Marsico Lung Institute, University of North Carolina Cystic Fibrosis Center, School of Medicine, The University of North Carolina at Chapel Hill , Chapel Hill, North Carolina.
Parion Sciences, Incorporated, Durham, North Carolina.
Am J Physiol Lung Cell Mol Physiol. 2018 Feb 1;314(2):L318-L331. doi: 10.1152/ajplung.00382.2017. Epub 2017 Oct 26.
The epithelial Na channel (ENaC) regulates airway surface hydration. In mouse airways, ENaC is composed of three subunits, α, β, and γ, which are differentially expressed (α > β > γ). Airway-targeted overexpression of the β subunit results in Na hyperabsorption, causing airway surface dehydration, hyperconcentrated mucus with delayed clearance, lung inflammation, and perinatal mortality. Notably, mice overexpressing the α- or γ-subunit do not exhibit airway Na hyperabsorption or lung pathology. To test whether overexpression of multiple ENaC subunits produced Na transport and disease severity exceeding that of βENaC-Tg mice, we generated double (αβ, αγ, βγ) and triple (αβγ) transgenic mice and characterized their lung phenotypes. Double αγENaC-Tg mice were indistinguishable from WT littermates. In contrast, double βγENaC-Tg mice exhibited airway Na absorption greater than that of βENaC-Tg mice, which was paralleled by worse survival, decreased mucociliary clearance, and more severe lung pathology. Double αβENaC-Tg mice exhibited Na transport rates comparable to those of βENaC-Tg littermates. However, αβENaC-Tg mice had poorer survival and developed severe parenchymal consolidation. In situ hybridization (RNAscope) analysis revealed both alveolar and airway αENaC-Tg overexpression. Triple αβγENaC-Tg mice were born in Mendelian proportions but died within the first day of life, and the small sample size prevented analyses of cause(s) of death. Cumulatively, these results indicate that overexpression of βENaC is rate limiting for generation of pathological airway surface dehydration. Notably, airway co-overexpression of β- and γENaC had additive effects on Na transport and disease severity, suggesting dose dependency of these two variables.
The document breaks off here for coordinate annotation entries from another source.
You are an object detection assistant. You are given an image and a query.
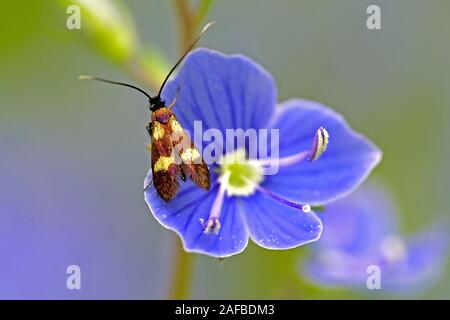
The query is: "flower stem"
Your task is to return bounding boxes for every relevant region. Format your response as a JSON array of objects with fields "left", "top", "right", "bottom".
[
  {"left": 167, "top": 237, "right": 193, "bottom": 300},
  {"left": 173, "top": 0, "right": 195, "bottom": 53}
]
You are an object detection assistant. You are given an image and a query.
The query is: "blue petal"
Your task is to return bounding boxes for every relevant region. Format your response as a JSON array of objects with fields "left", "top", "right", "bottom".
[
  {"left": 305, "top": 184, "right": 448, "bottom": 293},
  {"left": 163, "top": 49, "right": 276, "bottom": 144},
  {"left": 145, "top": 170, "right": 249, "bottom": 257},
  {"left": 239, "top": 192, "right": 322, "bottom": 249},
  {"left": 264, "top": 99, "right": 381, "bottom": 204}
]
上皮钠离子通道 (ENaC) 调节气道表面的水合作用。在小鼠气道中,ENaC 由三个亚基组成,α、β和γ,它们的表达不同(α>β>γ)。气道靶向过表达β亚基导致 Na 过度吸收,引起气道表面脱水、黏液浓缩且清除延迟、肺部炎症和围产期死亡率增加。值得注意的是,过表达α或γ亚基的小鼠不会出现气道 Na 过度吸收或肺部病变。为了测试过表达多种 ENaC 亚基是否会产生超过βENaC-Tg 小鼠的 Na 转运和疾病严重程度,我们生成了双(αβ、 αγ、βγ)和三(αβγ)转基因小鼠,并对其肺部表型进行了表征。双 αγENaC-Tg 小鼠与 WT 同窝仔鼠没有区别。相比之下,双 βγENaC-Tg 小鼠的气道 Na 吸收大于βENaC-Tg 小鼠,这与生存率降低、黏液纤毛清除率降低和更严重的肺部病变相一致。双 αβENaC-Tg 小鼠的 Na 转运率与βENaC-Tg 同窝仔鼠相当。然而,αβENaC-Tg 小鼠的生存率较低,并出现严重的实质性肺实变。原位杂交(RNAscope)分析显示,肺泡和气道均过表达αENaC-Tg。三 αβγENaC-Tg 小鼠按孟德尔比例出生,但在出生后的第一天内死亡,由于样本量小,无法分析死亡原因。综合这些结果表明,βENaC 的过表达是产生病理性气道表面脱水的限速因素。值得注意的是,气道共过表达β-和 γENaC 对 Na 转运和疾病严重程度有相加作用,表明这两个变量存在剂量依赖性。